Why replication? A story of single-leader / master-slave / active-passive replication in distributed systems.

Introduction

This article is also available on YouTube:

Replication in distributed systems occurs when each piece of data has more than one copy and each copy is located on a separate node.

There are a few reasons to adopt replication:

  • To achieve the data redundancy and therefore allow a system to continue working in case of some nodes go down
  • To get the data geographically as close to end users as possible
  • To increase the reading throughput and reduce read latencies by increasing the number of storage nodes horizontally
Scenario #1: Data redundancy
Scenario #2: Geo co-location
Scenario #3: Reducing read latency

At a glance, the implementation of replication looks fairly simple: just distribute the same data across a few nodes and harvest the advantages. That would be true if the data wouldn’t change once it was written.

Any data in real systems has a tendency to evolve with time, and frequently the same data can be updated simultaneously. There are some significant challenges with updates because replicas are spread across several nodes connected by a network.

There are several compromises and restrictions in replication. The most often asked issues concern handling of failed replicas, synchronous and asynchronous replication, handling of conflicts, and other topics. Since some of the problems are also widespread, I prefer to make comparisons with concurrency in conventional programming languages.
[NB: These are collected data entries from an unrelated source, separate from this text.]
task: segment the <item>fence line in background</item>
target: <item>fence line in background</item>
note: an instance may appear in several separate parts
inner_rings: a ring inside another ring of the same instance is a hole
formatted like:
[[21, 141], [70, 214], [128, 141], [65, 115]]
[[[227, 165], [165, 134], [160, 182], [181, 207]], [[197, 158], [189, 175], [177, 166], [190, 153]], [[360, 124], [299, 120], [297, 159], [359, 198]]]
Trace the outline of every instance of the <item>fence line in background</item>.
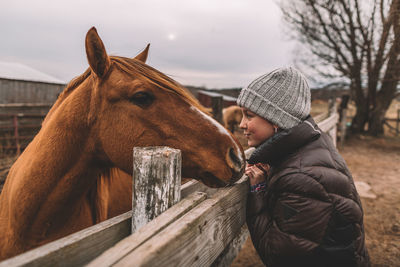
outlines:
[[0, 114], [0, 148], [17, 155], [32, 141], [45, 114]]
[[337, 139], [337, 123], [339, 121], [339, 114], [336, 111], [336, 102], [331, 100], [329, 102], [328, 112], [320, 114], [314, 118], [318, 127], [325, 133], [327, 133], [336, 146]]
[[[396, 126], [390, 124], [390, 122], [396, 122]], [[385, 118], [383, 122], [389, 129], [390, 132], [399, 135], [400, 134], [400, 109], [397, 110], [397, 118]]]

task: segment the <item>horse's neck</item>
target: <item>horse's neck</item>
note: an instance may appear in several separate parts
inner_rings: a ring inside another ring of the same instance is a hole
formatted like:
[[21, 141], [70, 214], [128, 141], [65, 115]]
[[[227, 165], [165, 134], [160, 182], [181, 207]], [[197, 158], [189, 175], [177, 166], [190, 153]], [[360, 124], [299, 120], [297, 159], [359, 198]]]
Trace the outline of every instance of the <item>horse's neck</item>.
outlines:
[[[73, 113], [58, 108], [10, 170], [0, 216], [20, 236], [44, 237], [72, 217], [91, 216], [82, 200], [99, 175], [95, 144], [77, 117], [82, 115]], [[79, 220], [75, 224], [71, 231], [82, 228]]]

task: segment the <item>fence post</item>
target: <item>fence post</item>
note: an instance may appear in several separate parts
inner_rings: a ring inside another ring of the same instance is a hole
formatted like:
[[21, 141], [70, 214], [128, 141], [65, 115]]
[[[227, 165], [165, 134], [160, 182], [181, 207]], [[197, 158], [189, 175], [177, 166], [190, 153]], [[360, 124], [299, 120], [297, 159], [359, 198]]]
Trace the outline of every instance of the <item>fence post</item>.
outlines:
[[349, 104], [350, 95], [342, 95], [342, 101], [339, 106], [339, 130], [340, 130], [340, 147], [344, 146], [347, 130], [347, 106]]
[[132, 233], [180, 201], [181, 162], [178, 149], [133, 149]]
[[[336, 109], [336, 98], [331, 98], [329, 100], [329, 117], [332, 116], [333, 114], [335, 114], [337, 112]], [[332, 138], [333, 144], [336, 147], [336, 131], [337, 131], [337, 125], [335, 125], [334, 127], [332, 127], [329, 131], [328, 131], [328, 135]]]
[[222, 96], [212, 96], [211, 97], [211, 108], [212, 115], [216, 121], [224, 124], [222, 119], [222, 109], [223, 109], [223, 98]]
[[399, 122], [400, 122], [400, 109], [397, 110], [396, 136], [400, 133], [400, 131], [399, 131]]
[[344, 147], [344, 140], [346, 138], [346, 130], [347, 130], [347, 109], [344, 108], [341, 110], [340, 114], [340, 147]]
[[13, 126], [14, 126], [15, 147], [17, 148], [17, 156], [19, 156], [19, 154], [21, 154], [21, 145], [19, 144], [18, 117], [17, 117], [17, 115], [13, 115]]

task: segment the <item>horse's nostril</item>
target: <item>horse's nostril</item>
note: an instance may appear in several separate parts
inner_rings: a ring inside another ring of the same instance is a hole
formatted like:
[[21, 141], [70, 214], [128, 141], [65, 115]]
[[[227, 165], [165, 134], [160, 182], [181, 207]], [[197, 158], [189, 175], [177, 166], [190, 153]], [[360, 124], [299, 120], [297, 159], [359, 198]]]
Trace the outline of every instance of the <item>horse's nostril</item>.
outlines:
[[236, 155], [233, 147], [229, 148], [229, 159], [233, 163], [235, 169], [239, 172], [242, 168], [242, 161], [240, 160], [238, 155]]

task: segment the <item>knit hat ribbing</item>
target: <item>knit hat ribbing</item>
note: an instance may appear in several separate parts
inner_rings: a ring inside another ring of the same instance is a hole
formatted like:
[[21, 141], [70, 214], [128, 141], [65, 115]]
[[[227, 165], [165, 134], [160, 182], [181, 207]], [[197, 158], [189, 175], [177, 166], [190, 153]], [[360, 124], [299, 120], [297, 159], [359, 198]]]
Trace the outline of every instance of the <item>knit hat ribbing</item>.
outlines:
[[243, 88], [237, 104], [282, 129], [290, 129], [310, 114], [311, 92], [296, 69], [282, 68], [264, 74]]

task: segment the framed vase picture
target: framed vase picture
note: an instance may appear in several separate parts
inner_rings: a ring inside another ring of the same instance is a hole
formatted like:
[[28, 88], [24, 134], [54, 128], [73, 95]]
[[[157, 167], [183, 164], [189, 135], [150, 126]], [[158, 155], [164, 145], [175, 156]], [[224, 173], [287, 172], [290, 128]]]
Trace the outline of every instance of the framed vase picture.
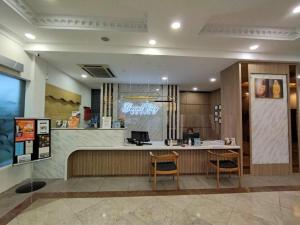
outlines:
[[221, 123], [221, 121], [222, 121], [221, 105], [214, 106], [214, 121], [216, 123]]
[[254, 85], [256, 98], [283, 98], [284, 93], [282, 79], [255, 78]]

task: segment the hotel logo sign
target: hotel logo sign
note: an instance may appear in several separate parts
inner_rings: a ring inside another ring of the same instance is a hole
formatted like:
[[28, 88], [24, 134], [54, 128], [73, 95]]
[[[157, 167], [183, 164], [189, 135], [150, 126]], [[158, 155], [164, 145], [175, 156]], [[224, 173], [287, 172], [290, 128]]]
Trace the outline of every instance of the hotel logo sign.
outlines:
[[159, 107], [153, 103], [142, 103], [135, 105], [132, 102], [125, 102], [121, 108], [122, 113], [132, 116], [155, 115], [159, 111]]

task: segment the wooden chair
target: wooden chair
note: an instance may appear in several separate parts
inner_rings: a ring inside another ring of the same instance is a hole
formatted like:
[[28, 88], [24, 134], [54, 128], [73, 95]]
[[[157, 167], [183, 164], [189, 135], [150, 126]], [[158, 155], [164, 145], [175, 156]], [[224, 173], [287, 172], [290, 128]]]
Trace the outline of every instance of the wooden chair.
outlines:
[[229, 173], [230, 175], [233, 172], [237, 172], [239, 176], [239, 187], [241, 186], [241, 165], [240, 154], [238, 152], [232, 150], [227, 150], [223, 153], [207, 151], [207, 176], [210, 167], [217, 171], [217, 188], [220, 187], [220, 173]]
[[150, 152], [150, 169], [149, 177], [151, 180], [154, 176], [153, 190], [156, 190], [156, 177], [157, 175], [173, 175], [177, 176], [177, 189], [179, 189], [179, 166], [178, 166], [179, 154], [172, 151], [169, 154], [155, 156]]

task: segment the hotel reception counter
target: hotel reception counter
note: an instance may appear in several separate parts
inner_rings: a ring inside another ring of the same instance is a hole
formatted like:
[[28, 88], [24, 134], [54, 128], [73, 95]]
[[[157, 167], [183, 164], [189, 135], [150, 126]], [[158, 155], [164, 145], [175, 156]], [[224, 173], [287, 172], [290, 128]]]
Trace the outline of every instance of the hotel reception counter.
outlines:
[[206, 150], [240, 149], [208, 144], [166, 146], [162, 142], [136, 146], [124, 144], [125, 133], [125, 129], [52, 129], [52, 158], [34, 164], [34, 177], [147, 175], [150, 151], [177, 151], [181, 174], [202, 174], [206, 172]]

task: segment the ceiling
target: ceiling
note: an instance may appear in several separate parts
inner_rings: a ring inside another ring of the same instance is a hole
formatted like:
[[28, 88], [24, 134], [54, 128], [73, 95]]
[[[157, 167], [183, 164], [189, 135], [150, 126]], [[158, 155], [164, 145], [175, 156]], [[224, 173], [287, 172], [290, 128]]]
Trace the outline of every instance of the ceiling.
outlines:
[[[41, 53], [40, 57], [92, 88], [99, 88], [101, 80], [91, 76], [82, 78], [80, 75], [84, 71], [78, 64], [107, 64], [119, 83], [180, 84], [184, 90], [198, 87], [202, 91], [217, 89], [219, 72], [235, 62], [231, 59], [99, 53]], [[163, 76], [169, 78], [167, 82], [161, 80]], [[210, 78], [217, 78], [217, 82], [211, 83]], [[105, 81], [115, 82], [115, 79]]]
[[[212, 90], [239, 60], [300, 61], [299, 0], [0, 0], [0, 33], [82, 79], [77, 64], [108, 64], [113, 82]], [[170, 23], [180, 21], [179, 30]], [[24, 33], [32, 33], [28, 40]], [[109, 42], [101, 41], [108, 37]], [[149, 46], [149, 39], [157, 44]], [[249, 46], [260, 47], [249, 50]], [[101, 82], [97, 80], [97, 82]], [[97, 83], [96, 82], [96, 83]]]

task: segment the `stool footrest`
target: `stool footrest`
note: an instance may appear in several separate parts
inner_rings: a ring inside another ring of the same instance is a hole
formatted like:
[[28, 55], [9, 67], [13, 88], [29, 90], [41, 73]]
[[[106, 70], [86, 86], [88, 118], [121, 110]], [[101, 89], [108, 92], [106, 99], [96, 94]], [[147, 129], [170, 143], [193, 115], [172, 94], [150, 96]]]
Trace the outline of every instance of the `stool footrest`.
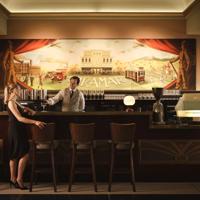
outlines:
[[35, 173], [52, 173], [52, 169], [36, 169]]
[[75, 174], [91, 174], [92, 170], [88, 170], [88, 169], [76, 169]]

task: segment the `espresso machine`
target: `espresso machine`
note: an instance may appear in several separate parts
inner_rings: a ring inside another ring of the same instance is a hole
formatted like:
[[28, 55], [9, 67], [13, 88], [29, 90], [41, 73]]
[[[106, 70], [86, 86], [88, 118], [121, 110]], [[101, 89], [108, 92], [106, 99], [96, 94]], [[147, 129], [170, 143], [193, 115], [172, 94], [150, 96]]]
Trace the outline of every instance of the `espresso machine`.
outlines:
[[165, 124], [164, 122], [164, 106], [160, 99], [163, 95], [163, 88], [152, 88], [156, 102], [153, 104], [153, 123]]

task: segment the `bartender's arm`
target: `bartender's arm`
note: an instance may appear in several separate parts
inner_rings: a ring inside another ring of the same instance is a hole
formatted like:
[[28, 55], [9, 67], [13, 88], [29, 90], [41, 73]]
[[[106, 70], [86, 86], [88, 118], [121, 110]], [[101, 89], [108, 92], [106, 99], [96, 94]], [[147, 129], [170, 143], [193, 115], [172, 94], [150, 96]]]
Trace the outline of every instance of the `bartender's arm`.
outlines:
[[84, 98], [84, 95], [83, 93], [80, 94], [81, 97], [80, 97], [80, 102], [79, 102], [79, 111], [84, 111], [85, 110], [85, 98]]
[[47, 100], [47, 103], [52, 106], [52, 105], [58, 103], [59, 101], [62, 101], [63, 97], [64, 97], [64, 90], [60, 90], [58, 92], [58, 94], [56, 94], [56, 96], [49, 98]]

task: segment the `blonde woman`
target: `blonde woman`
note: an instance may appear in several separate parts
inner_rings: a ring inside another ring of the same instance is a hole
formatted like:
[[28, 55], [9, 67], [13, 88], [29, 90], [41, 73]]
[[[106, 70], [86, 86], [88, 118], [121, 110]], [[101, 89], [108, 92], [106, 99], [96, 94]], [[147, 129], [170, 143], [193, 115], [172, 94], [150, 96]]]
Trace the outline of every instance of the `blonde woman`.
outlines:
[[17, 102], [19, 99], [19, 89], [16, 84], [11, 83], [7, 86], [7, 94], [10, 186], [24, 190], [27, 187], [23, 183], [23, 173], [28, 162], [29, 152], [26, 124], [35, 124], [39, 128], [43, 128], [45, 123], [23, 116], [24, 112], [32, 115], [34, 111], [20, 106]]

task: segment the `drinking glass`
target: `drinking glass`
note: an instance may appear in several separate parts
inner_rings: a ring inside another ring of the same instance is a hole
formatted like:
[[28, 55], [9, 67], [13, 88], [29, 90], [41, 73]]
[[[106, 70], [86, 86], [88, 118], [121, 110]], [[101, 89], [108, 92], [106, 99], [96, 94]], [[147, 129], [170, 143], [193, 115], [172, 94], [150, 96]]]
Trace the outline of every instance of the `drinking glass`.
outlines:
[[46, 111], [47, 102], [46, 102], [45, 100], [43, 100], [43, 101], [41, 102], [41, 107], [42, 107], [42, 111], [43, 111], [43, 112]]

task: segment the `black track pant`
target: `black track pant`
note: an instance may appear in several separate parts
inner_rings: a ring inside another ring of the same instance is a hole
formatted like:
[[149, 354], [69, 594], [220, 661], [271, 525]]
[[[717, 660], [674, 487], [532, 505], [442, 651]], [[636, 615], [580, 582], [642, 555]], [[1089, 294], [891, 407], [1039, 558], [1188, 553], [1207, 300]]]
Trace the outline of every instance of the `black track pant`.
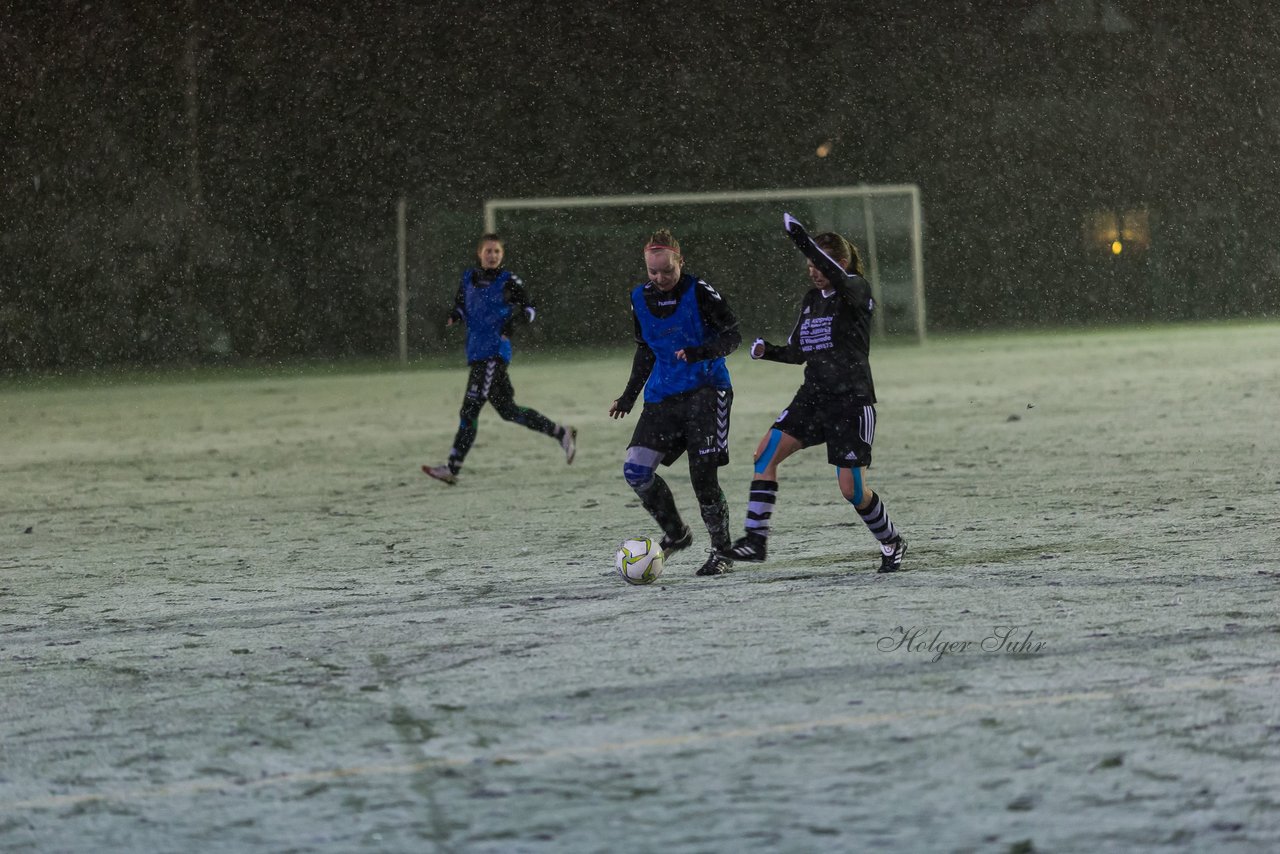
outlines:
[[522, 424], [530, 430], [557, 438], [559, 431], [555, 422], [536, 409], [516, 404], [515, 389], [511, 386], [506, 362], [497, 356], [484, 362], [473, 362], [471, 374], [467, 377], [467, 395], [458, 413], [458, 435], [454, 437], [453, 448], [449, 451], [449, 468], [455, 472], [476, 441], [480, 410], [486, 402], [493, 406], [503, 421]]

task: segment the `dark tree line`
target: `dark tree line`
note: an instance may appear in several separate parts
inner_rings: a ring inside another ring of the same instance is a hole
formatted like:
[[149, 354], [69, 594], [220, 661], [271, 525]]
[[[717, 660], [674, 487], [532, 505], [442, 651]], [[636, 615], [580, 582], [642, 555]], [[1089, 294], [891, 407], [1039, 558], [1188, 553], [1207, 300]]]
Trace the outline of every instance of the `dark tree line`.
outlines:
[[[401, 195], [415, 352], [494, 196], [913, 182], [936, 329], [1280, 309], [1270, 4], [744, 9], [13, 10], [0, 369], [390, 355]], [[1150, 245], [1089, 245], [1098, 210]]]

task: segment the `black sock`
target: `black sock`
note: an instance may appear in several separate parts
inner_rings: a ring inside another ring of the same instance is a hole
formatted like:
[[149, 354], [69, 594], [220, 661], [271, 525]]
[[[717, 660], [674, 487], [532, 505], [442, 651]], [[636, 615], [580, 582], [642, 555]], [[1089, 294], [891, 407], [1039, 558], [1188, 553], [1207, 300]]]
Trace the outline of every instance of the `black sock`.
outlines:
[[640, 496], [644, 509], [658, 523], [662, 533], [671, 539], [677, 539], [684, 533], [684, 520], [676, 509], [676, 497], [671, 494], [671, 487], [667, 486], [665, 480], [655, 474], [644, 491], [637, 488], [636, 494]]
[[449, 449], [449, 471], [457, 474], [462, 468], [462, 461], [467, 458], [467, 452], [471, 450], [479, 432], [480, 419], [476, 416], [468, 417], [464, 413], [462, 420], [458, 422], [458, 434], [453, 437], [453, 447]]
[[721, 495], [714, 504], [700, 504], [698, 509], [702, 511], [702, 522], [711, 536], [711, 548], [716, 551], [729, 548], [732, 545], [729, 539], [729, 504], [724, 496]]

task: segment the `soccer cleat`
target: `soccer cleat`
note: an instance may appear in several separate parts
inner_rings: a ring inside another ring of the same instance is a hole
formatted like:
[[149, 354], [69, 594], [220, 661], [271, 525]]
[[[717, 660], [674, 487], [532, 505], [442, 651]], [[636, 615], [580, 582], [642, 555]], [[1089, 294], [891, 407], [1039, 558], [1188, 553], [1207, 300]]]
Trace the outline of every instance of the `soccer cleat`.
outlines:
[[573, 458], [578, 454], [578, 428], [565, 427], [564, 435], [560, 437], [560, 447], [564, 448], [565, 463], [572, 463]]
[[693, 531], [690, 531], [689, 526], [685, 525], [684, 531], [681, 532], [680, 536], [672, 539], [671, 537], [664, 535], [662, 537], [662, 542], [658, 543], [658, 545], [662, 547], [662, 557], [664, 559], [671, 557], [671, 555], [681, 549], [687, 549], [689, 546], [693, 545]]
[[423, 466], [422, 473], [451, 485], [458, 482], [458, 476], [448, 466]]
[[741, 560], [747, 563], [763, 563], [768, 552], [768, 540], [759, 534], [747, 534], [720, 554], [730, 561]]
[[885, 545], [893, 546], [893, 551], [881, 549], [880, 568], [876, 572], [897, 572], [902, 569], [902, 556], [907, 553], [907, 541], [901, 536], [895, 537]]
[[707, 550], [707, 562], [704, 563], [695, 575], [724, 575], [733, 568], [733, 561], [715, 551]]

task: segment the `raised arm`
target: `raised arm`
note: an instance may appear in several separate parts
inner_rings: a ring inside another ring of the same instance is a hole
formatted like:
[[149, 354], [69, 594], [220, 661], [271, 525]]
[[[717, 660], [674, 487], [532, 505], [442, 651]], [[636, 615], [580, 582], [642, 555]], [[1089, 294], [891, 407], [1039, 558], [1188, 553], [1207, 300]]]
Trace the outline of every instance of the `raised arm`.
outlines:
[[791, 242], [804, 253], [804, 257], [808, 258], [809, 262], [817, 267], [822, 275], [827, 277], [831, 287], [840, 288], [845, 284], [849, 278], [849, 271], [840, 266], [836, 259], [823, 252], [822, 248], [813, 242], [813, 238], [809, 236], [809, 232], [804, 230], [800, 220], [789, 213], [784, 213], [782, 215], [782, 225], [787, 230], [787, 236], [791, 238]]

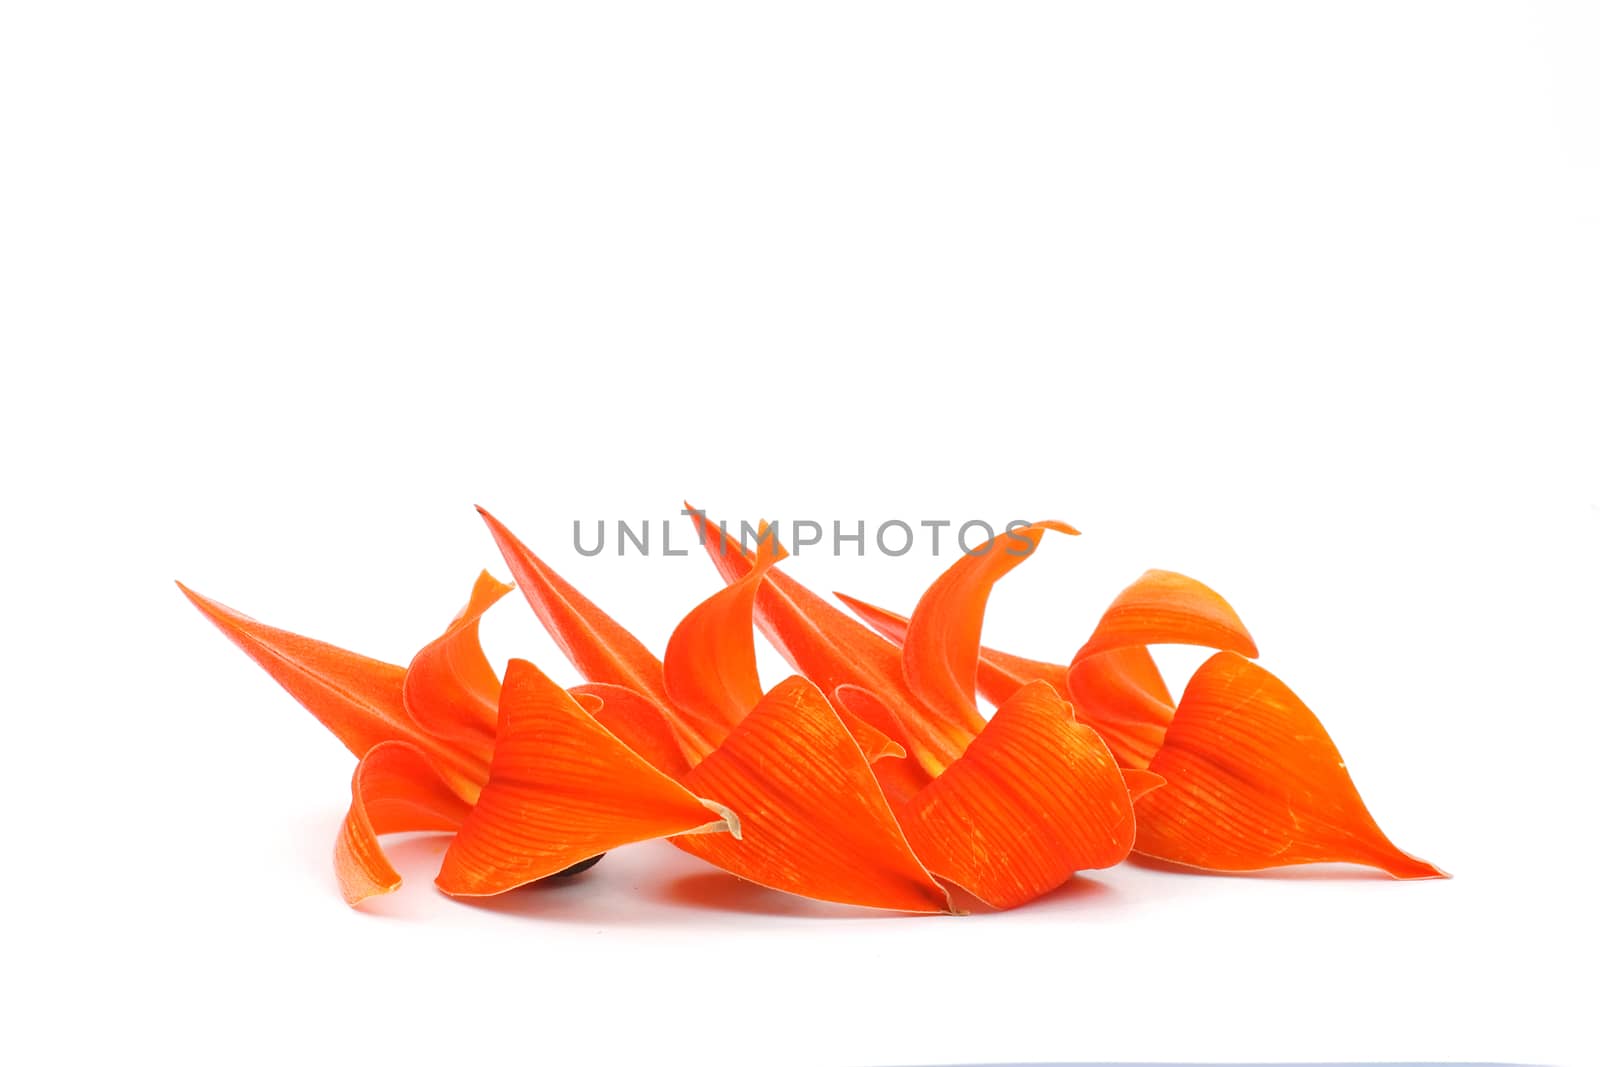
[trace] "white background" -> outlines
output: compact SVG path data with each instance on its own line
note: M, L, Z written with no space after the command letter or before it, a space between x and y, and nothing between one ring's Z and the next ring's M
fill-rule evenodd
M1584 4L6 5L6 1058L1596 1062L1597 53ZM1456 878L902 919L657 844L473 907L413 841L346 909L350 757L172 579L404 661L505 574L483 504L659 649L711 567L571 523L684 497L1070 521L990 614L1044 657L1193 574ZM576 680L520 600L486 639Z

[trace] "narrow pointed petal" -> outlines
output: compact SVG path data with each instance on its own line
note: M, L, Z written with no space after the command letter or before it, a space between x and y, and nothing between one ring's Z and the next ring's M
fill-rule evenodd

Today, we’ll examine single-leader, the most used replication technique.

Leaders and followers

Typically, distributed systems cannot be viewed as a single entity and are frequently seen from the perspective of a cluster. A cluster is a group of nodes that do some work together. There are different roles in a cluster, and nodes are not even in terms of their responsibilities.

Each node that stores a copy of the dataset is called a replica. Replicas work together and take care of serving read and write requests across the cluster. The main question here is: How do we ensure that all data will eventually be distributed to all replicas once a write request is finished?

The replicas should handle each write to the database to guarantee that each replica has the same data. Leader-based replication, also known as active/passive or master-slave replication, became the most popular approach to solving this problem.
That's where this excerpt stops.